Когда, интригами некоего нехорошего прокурора, история всплывает на публике (в виде фельетона в «Комсомолке» – вот эта деталь эпохи очень точна), приятель-фронтовик бьёт Хрусталёва по физиономии (безответно), мосфильмовское окружение, у которого отцы-братья полегли или стали инвалидами, подвергает тусовочному остракизму.
Всё бы ничего, сериал, натурально, не претендовал на документ эпохи, но вроде как воспроизводил аромат её – и сюжет с хрусталёвским элитарным дезертирством портил воздух именно на художественном уровне – вполне качественном, кстати. Поскольку был лжив – не потому, что «косить» от призыва, да ещё во время войны – это хорошо, а потому, что вопроса «где и чем вы занимались до сорок пятого года» в те ранние шестидесятые практически не звучало.

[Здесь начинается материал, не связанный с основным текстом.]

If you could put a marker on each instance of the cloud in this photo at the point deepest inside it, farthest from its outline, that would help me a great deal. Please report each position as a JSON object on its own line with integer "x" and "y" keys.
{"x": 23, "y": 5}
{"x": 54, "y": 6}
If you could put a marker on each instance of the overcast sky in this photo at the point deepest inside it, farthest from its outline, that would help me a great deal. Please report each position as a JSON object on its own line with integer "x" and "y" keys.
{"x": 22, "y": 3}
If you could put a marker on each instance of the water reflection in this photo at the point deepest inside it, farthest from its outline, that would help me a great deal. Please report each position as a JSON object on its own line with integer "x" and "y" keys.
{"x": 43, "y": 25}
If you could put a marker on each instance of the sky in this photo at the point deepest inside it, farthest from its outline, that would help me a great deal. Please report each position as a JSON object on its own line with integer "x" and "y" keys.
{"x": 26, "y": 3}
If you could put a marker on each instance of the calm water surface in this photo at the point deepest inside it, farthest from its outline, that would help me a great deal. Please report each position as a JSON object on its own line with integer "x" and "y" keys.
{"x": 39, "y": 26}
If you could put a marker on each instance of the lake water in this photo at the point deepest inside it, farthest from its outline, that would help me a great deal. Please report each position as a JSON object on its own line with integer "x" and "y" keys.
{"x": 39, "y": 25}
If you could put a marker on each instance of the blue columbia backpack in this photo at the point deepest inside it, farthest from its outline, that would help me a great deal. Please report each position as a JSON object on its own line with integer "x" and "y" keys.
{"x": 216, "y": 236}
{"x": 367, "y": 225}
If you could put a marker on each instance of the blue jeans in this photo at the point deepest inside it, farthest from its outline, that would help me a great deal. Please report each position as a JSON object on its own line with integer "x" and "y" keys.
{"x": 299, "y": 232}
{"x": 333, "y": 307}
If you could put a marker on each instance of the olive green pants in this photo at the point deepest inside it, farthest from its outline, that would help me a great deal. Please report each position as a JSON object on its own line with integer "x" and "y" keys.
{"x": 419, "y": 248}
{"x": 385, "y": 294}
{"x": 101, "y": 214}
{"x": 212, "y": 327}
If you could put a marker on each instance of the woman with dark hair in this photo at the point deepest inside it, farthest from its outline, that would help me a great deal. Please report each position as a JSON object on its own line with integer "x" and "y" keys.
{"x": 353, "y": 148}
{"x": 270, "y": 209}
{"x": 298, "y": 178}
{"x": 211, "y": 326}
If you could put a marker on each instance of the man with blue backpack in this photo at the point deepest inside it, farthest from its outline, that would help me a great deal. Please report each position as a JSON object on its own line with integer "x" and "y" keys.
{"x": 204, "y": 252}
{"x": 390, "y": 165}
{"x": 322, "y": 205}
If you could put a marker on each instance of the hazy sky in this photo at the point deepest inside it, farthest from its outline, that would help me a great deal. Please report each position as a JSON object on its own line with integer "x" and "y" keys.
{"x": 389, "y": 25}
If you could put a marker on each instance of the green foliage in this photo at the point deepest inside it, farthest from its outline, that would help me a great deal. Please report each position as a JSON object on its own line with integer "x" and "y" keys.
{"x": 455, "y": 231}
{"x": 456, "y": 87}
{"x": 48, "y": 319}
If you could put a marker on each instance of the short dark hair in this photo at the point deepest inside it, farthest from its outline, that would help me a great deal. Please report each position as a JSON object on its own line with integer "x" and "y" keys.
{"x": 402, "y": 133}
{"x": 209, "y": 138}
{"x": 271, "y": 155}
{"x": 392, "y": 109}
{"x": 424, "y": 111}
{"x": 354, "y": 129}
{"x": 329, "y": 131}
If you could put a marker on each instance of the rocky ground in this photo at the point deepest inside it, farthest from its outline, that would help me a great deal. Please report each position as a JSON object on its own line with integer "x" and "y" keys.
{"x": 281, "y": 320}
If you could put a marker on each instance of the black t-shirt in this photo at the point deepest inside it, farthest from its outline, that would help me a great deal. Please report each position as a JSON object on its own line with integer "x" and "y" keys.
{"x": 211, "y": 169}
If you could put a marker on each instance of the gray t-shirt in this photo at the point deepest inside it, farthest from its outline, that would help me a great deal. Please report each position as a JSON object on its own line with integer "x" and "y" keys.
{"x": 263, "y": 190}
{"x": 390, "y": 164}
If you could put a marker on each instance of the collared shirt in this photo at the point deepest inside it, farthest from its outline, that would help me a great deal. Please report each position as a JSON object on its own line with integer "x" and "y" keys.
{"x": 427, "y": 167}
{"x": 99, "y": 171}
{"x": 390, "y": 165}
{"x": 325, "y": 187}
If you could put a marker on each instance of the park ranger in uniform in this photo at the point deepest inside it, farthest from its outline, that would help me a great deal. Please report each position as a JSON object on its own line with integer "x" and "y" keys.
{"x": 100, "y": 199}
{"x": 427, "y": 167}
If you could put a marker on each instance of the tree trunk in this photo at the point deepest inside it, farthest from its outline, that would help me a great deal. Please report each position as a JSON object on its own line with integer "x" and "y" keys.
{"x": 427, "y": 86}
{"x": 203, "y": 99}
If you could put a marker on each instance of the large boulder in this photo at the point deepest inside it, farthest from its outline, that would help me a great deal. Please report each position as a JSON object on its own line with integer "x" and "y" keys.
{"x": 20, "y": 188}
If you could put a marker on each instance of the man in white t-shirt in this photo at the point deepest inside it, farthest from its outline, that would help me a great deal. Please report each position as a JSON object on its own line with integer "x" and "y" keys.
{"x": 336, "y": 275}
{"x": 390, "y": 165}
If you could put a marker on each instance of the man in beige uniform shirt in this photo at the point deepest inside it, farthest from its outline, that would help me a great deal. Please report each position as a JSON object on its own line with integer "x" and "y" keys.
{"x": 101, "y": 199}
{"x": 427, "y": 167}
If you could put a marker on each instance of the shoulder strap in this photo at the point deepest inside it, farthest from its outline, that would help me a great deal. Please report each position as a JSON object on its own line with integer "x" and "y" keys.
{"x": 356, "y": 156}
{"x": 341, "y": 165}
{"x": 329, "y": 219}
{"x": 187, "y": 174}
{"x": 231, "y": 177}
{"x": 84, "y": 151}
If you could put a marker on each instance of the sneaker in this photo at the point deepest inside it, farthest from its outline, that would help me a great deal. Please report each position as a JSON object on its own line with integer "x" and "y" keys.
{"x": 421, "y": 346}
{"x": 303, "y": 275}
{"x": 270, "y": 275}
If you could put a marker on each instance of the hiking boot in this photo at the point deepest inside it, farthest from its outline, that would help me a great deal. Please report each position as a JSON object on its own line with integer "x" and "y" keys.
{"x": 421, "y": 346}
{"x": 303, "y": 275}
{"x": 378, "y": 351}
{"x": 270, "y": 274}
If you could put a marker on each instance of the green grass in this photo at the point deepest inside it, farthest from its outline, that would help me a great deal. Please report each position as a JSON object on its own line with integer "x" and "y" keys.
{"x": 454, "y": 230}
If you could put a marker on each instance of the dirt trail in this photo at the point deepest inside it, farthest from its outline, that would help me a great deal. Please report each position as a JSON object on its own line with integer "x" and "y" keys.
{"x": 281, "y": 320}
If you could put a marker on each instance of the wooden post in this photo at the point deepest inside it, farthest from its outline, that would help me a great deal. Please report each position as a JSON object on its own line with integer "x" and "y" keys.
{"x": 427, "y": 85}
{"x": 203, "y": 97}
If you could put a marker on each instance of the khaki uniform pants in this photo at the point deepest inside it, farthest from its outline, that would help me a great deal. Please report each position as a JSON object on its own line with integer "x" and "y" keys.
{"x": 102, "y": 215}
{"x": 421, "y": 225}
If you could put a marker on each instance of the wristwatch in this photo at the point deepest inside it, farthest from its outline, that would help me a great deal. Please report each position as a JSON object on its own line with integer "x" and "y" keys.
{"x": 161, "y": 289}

Хрусталёв мог работать на оборонном заводе (на любом заводе; да, получив бронь не без помощи влиятельного папы, но и в этом не было ничего зазорного). Мог учиться во ВГИКе – тоже возможная бронь: товарищ Сталин мастеров, настоящих и будущих, важнейшего из искусств, берёг и лелеял. Наконец, главная и горькая правда: окружение Хрусталёва не могло увидеть, увы, ничего противоестественного в том, что московский мальчик из хорошей семьи избежал фронта (да ещё при погибшем старшем брате).